HARTFORD, Conn. (WTNH) – The mental health crisis in Connecticut spurred by the pandemic is hitting children particularly hard. So, Connecticut Children’s has now filed paperwork to open a new unit.

Right now, if a child has medical needs and psychiatric troubles, many times they end up in the emergency department, which fills up beds and slows everything down, and that’s not necessarily the care they need.

“Any given day we have 20 to 25 children in the emergency room, about half waiting for inpatient beds and sometimes they wait two or three weeks for a bed to open up anywhere in the state. Since COVID that number has risen to 35 to 45 so it has gone up significantly,” said James Shmerling DHA, CEO of Connecticut Children’s.

The above video is from a previous newscast.

A new 12-room unit will treat children between the ages of 5 to 17, children with medical and psychiatric needs. There will be medical doctors on staff as well as psychiatrists and treatment options from group therapy to counseling to help them get home from the hospital sooner and healthier.

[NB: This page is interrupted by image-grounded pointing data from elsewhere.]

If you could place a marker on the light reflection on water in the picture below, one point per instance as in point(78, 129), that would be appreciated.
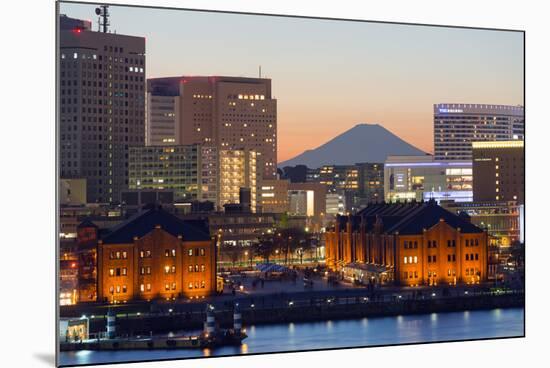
point(331, 334)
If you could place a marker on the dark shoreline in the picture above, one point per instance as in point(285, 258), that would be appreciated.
point(352, 308)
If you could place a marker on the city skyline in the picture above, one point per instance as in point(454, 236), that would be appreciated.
point(319, 108)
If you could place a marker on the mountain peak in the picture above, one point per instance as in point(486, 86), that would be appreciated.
point(363, 143)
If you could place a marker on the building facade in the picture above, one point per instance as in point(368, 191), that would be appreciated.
point(161, 124)
point(499, 171)
point(229, 112)
point(274, 196)
point(102, 106)
point(417, 178)
point(190, 171)
point(155, 255)
point(411, 244)
point(457, 125)
point(503, 221)
point(239, 169)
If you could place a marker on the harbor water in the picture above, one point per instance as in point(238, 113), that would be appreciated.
point(336, 334)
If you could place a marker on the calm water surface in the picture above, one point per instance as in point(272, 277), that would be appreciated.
point(331, 334)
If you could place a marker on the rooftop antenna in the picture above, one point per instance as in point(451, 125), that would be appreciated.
point(103, 17)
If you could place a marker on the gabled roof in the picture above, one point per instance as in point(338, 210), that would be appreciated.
point(86, 223)
point(429, 215)
point(409, 218)
point(145, 221)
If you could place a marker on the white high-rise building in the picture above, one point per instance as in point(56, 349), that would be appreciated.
point(102, 106)
point(456, 126)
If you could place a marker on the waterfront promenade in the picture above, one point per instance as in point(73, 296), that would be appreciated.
point(289, 301)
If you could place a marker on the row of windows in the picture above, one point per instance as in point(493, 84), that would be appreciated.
point(118, 289)
point(472, 257)
point(172, 252)
point(410, 275)
point(433, 258)
point(118, 255)
point(118, 271)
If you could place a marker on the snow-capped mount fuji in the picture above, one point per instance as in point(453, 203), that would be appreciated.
point(362, 143)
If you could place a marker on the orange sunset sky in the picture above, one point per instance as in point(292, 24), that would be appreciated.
point(329, 75)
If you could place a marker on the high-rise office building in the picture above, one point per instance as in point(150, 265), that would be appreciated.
point(102, 109)
point(456, 126)
point(161, 126)
point(274, 195)
point(239, 169)
point(417, 178)
point(231, 113)
point(190, 171)
point(499, 171)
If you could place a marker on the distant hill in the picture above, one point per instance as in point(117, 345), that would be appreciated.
point(362, 143)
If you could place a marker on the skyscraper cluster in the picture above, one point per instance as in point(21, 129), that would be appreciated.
point(120, 131)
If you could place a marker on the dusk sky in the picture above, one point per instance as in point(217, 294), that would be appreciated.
point(329, 75)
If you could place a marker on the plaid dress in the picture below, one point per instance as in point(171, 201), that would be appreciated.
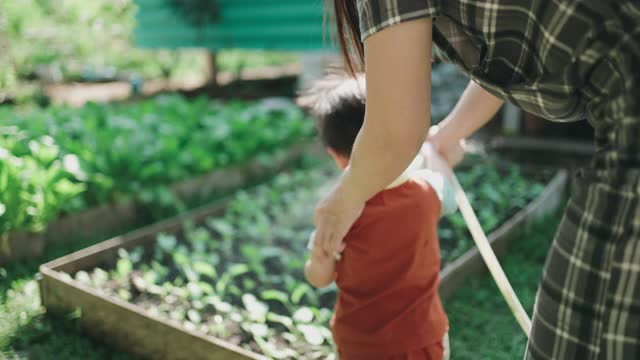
point(563, 60)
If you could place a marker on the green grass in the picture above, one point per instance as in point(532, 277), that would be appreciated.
point(481, 325)
point(26, 332)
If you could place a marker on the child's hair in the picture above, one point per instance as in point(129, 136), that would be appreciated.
point(337, 103)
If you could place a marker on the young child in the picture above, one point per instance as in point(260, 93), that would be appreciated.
point(388, 305)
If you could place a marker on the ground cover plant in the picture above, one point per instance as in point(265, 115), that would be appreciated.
point(62, 160)
point(478, 308)
point(240, 276)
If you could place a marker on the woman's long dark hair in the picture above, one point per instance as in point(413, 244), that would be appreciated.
point(345, 16)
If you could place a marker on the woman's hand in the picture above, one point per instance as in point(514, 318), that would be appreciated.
point(334, 216)
point(453, 153)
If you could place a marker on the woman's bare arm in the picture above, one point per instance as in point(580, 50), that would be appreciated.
point(474, 109)
point(398, 71)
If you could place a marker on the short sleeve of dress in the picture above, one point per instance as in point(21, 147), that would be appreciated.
point(376, 15)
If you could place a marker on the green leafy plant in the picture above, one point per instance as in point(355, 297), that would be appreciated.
point(62, 160)
point(240, 276)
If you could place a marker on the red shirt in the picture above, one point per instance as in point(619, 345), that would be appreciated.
point(388, 276)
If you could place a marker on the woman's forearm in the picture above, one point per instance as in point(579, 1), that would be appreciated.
point(398, 107)
point(474, 109)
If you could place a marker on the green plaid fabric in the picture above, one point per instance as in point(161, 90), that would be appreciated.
point(563, 60)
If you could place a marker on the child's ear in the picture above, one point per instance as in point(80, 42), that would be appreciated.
point(341, 160)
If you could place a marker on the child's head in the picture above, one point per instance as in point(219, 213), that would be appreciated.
point(337, 103)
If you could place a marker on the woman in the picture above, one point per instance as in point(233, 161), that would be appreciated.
point(560, 60)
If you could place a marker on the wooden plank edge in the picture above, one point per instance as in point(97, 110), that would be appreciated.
point(471, 262)
point(52, 279)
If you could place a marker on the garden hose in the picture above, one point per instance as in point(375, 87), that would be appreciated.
point(490, 258)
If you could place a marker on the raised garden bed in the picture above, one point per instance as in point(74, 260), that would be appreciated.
point(110, 218)
point(226, 281)
point(64, 167)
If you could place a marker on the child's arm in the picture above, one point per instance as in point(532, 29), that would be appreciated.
point(320, 268)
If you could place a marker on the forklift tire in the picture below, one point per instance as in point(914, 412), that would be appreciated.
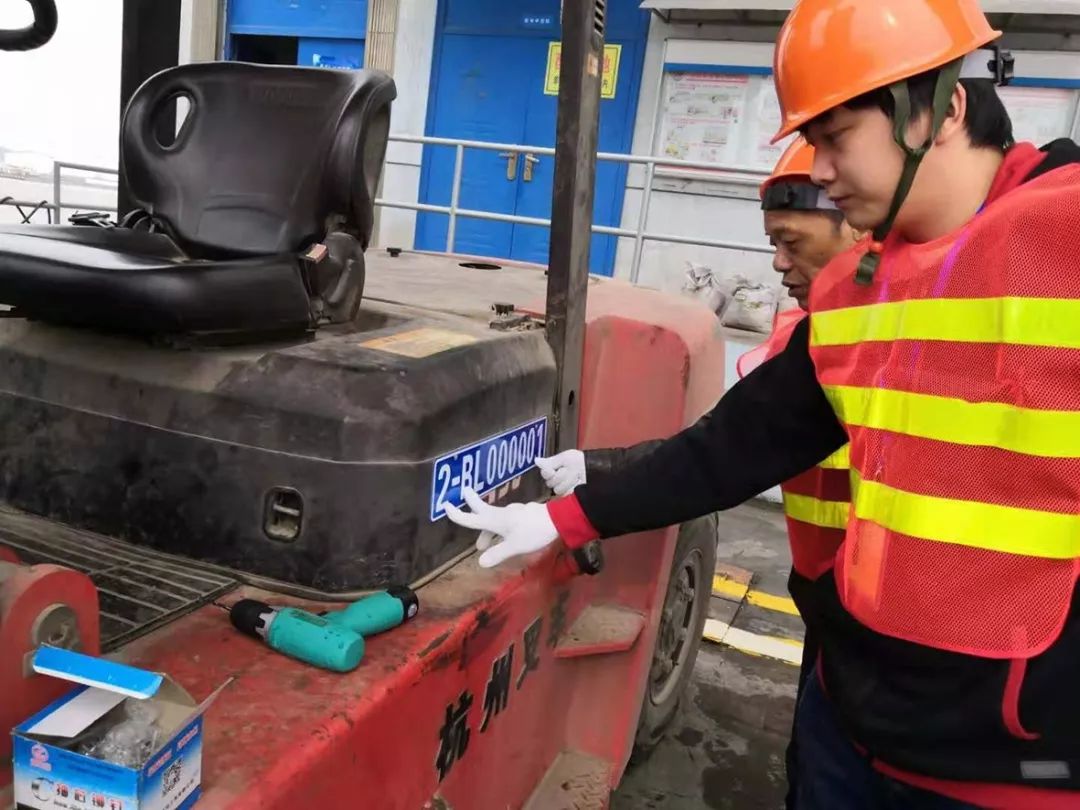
point(678, 636)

“A child that perhaps has diabetes and is really struggling with depression and anxiety, and as a result can’t manage their diabetes treatments anymore, that is really hard to find an inpatient program that can help support them,” said Dr. Melissa Santos, Connecticut Children’s. “One of the great things that we are doing here at Connecticut Children’s is really developing a continuum of care so that we can give kids the right care at the right time at the right intensity level.”

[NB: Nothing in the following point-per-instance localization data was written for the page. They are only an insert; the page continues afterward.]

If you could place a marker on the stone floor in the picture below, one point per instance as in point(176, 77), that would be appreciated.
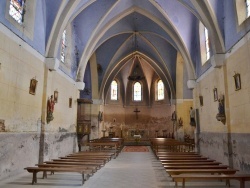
point(128, 170)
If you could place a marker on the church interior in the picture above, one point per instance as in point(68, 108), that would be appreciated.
point(75, 71)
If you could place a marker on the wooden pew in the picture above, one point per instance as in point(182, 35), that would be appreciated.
point(93, 153)
point(101, 146)
point(93, 167)
point(89, 163)
point(166, 144)
point(182, 158)
point(194, 163)
point(98, 162)
point(188, 160)
point(198, 171)
point(106, 159)
point(200, 177)
point(35, 170)
point(196, 167)
point(175, 153)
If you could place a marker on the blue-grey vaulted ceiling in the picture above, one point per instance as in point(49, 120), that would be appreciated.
point(116, 30)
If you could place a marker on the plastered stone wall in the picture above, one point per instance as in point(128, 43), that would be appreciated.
point(59, 145)
point(26, 138)
point(227, 142)
point(17, 151)
point(18, 67)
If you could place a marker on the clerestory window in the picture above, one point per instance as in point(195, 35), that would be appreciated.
point(137, 91)
point(16, 10)
point(114, 90)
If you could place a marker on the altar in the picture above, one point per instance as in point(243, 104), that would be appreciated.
point(133, 134)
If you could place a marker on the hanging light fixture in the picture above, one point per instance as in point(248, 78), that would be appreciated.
point(135, 76)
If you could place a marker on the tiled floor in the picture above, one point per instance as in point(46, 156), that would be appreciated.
point(128, 170)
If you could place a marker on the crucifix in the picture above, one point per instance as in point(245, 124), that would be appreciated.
point(136, 111)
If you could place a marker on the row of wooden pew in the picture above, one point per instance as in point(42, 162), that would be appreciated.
point(188, 165)
point(86, 163)
point(170, 144)
point(106, 144)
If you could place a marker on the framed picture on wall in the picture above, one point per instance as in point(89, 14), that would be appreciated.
point(215, 94)
point(70, 102)
point(201, 100)
point(237, 82)
point(33, 83)
point(55, 96)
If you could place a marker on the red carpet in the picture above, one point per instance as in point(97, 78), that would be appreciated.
point(135, 149)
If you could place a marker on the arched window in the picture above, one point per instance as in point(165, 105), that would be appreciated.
point(248, 7)
point(243, 10)
point(160, 90)
point(114, 90)
point(137, 91)
point(16, 10)
point(63, 46)
point(204, 44)
point(207, 43)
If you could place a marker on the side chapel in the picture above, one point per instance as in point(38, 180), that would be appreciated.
point(73, 71)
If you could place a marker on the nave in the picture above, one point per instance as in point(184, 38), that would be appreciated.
point(128, 170)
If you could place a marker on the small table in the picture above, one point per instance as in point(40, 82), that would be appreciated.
point(137, 137)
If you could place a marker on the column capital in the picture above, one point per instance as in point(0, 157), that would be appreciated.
point(52, 63)
point(217, 60)
point(191, 84)
point(80, 85)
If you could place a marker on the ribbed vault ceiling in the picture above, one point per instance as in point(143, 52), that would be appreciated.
point(117, 30)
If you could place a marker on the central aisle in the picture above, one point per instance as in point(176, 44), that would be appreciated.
point(130, 170)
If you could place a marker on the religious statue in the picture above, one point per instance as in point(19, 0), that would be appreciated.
point(221, 110)
point(192, 116)
point(180, 122)
point(50, 109)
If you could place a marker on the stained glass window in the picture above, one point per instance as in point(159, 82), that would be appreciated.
point(137, 91)
point(248, 7)
point(16, 10)
point(207, 44)
point(114, 89)
point(63, 46)
point(160, 90)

The need is great and Shmerling said 12 beds is a good start, especially when the shortage is statewide. So they will continue working in the community to keep children in their homes and out of the hospital.

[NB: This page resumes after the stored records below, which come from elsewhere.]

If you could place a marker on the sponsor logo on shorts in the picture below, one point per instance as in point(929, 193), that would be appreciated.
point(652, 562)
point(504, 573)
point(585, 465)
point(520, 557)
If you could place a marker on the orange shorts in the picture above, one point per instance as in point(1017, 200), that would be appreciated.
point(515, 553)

“Inpatient care is sort of the tip of the iceberg, what we want to do is provide intervention much earlier and that is something that we’re doing in a whole continuum, so getting into homes and schools out in the community, hopefully identifying children who may be at risk and providing an intervention before they need the hospital,” Shmerling said.

While they file the paperwork and are awaiting the state’s response, they are moving forward with the planning process. They believe once the shovel hits the ground, they could have the beds open, staffed and ready for children by the fall of 2023.